A note on the optimality of decomposable entanglement witnesses and completely entangled subspaces

TL;DR

This paper investigates the conditions under which decomposable entanglement witnesses are optimal, revealing a specific equivalence in qubit-qunit systems and demonstrating limitations in higher-dimensional spaces.

Contribution

It establishes a new equivalence condition for optimality of decomposable entanglement witnesses in qubit-qunit systems and explores its failure in higher dimensions.

Findings

In qubit-qunit systems, optimality, spanning product vectors, and partial transposition are equivalent.

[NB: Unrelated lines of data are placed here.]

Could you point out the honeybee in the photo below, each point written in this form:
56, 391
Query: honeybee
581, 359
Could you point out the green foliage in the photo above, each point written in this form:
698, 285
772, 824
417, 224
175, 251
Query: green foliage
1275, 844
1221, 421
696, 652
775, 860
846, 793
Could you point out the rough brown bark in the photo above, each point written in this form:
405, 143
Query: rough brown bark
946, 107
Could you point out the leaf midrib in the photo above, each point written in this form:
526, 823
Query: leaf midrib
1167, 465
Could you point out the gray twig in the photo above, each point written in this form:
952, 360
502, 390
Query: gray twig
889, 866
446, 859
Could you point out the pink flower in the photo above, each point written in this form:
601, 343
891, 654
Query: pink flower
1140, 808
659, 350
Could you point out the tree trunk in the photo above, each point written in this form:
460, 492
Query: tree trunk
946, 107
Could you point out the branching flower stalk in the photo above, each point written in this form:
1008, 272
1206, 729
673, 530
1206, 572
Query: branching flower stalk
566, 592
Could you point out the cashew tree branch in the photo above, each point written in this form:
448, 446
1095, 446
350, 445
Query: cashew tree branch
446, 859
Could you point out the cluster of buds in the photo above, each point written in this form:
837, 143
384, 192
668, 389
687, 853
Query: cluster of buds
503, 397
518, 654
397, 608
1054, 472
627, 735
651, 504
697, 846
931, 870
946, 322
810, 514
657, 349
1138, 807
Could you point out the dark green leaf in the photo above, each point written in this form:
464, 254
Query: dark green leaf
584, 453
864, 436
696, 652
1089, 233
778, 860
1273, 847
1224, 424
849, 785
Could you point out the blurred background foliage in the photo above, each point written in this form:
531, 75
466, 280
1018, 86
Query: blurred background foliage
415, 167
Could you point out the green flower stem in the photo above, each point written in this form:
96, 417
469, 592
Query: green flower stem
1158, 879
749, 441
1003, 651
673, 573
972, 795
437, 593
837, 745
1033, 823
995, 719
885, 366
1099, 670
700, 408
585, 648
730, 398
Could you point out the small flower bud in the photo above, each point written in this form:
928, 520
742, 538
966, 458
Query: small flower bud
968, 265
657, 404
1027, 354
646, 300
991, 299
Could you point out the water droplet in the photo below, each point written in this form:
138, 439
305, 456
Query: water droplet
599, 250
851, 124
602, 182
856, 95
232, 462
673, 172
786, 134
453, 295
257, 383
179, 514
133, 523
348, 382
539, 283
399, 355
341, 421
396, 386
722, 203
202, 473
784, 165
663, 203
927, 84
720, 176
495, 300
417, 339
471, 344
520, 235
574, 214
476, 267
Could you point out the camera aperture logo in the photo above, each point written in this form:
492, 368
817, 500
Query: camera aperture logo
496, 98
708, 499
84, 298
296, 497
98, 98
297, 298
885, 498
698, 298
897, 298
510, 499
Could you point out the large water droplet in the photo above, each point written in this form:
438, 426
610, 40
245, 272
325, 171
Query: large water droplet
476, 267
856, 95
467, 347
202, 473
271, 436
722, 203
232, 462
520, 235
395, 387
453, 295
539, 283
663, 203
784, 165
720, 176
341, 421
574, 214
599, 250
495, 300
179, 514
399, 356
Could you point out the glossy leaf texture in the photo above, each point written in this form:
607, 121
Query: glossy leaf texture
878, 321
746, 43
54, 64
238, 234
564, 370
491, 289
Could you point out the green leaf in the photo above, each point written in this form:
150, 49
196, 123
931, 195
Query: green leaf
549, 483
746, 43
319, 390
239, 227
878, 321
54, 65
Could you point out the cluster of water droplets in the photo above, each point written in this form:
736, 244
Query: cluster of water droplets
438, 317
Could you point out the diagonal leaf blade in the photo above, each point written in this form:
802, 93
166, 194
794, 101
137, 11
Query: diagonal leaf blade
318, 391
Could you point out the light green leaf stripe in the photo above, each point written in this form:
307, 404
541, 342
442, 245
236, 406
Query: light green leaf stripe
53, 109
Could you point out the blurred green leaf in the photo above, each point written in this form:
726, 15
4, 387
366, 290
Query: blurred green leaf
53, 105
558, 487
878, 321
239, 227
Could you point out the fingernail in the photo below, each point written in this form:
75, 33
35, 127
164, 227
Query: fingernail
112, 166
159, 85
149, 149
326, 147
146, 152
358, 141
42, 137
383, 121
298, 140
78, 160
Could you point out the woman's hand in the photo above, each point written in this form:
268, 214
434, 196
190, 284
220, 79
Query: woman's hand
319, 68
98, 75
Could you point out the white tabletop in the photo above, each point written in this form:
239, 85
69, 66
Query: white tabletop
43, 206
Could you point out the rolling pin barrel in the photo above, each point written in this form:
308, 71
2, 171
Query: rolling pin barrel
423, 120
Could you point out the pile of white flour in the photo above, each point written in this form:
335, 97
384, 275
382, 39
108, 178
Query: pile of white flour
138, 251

In C^{3}⊗C^{3} systems, the equivalence breaks down, showing limitations of the characterization.

The paper provides insights into the structure of entanglement witnesses and their optimality conditions.

Abstract

Entanglement witnesses (EWs) constitute one of the most important entanglement detectors in quantum systems. Nevertheless, their complete characterization, in particular with respect to the notion of optimality, is still missing, even in the decomposable case. Here we show that for any qubit-qunit decomposable EW (DEW) W the three statements are equivalent: (i) the set of product vectors obeying \bra{e,f}W\ket{e,f}=0 spans the corresponding Hilbert space, (ii) W is optimal, (iii) W=Q^{\Gamma} with Q denoting a positive operator supported on a completely entangled subspace (CES) and \Gamma standing for the partial transposition. While, implications $(i)\Rightarrow(ii)$ and $(ii)\Rightarrow(iii)$ are known, here we prove that (iii) implies (i). This is a consequence of a more general fact saying that product vectors orthogonal to any CES in C^{2}\otimes C^{n} span after partial conjugation the whole space. On the other hand, already in the case of C^{3}\otimes C^{3} Hilbert space, there exist DEWs for which (iii) does not imply (i). Consequently, either (i) does not imply (ii), or (ii) does not imply (iii), and the above transparent characterization obeyed by qubit-qunit DEWs, does not hold in general.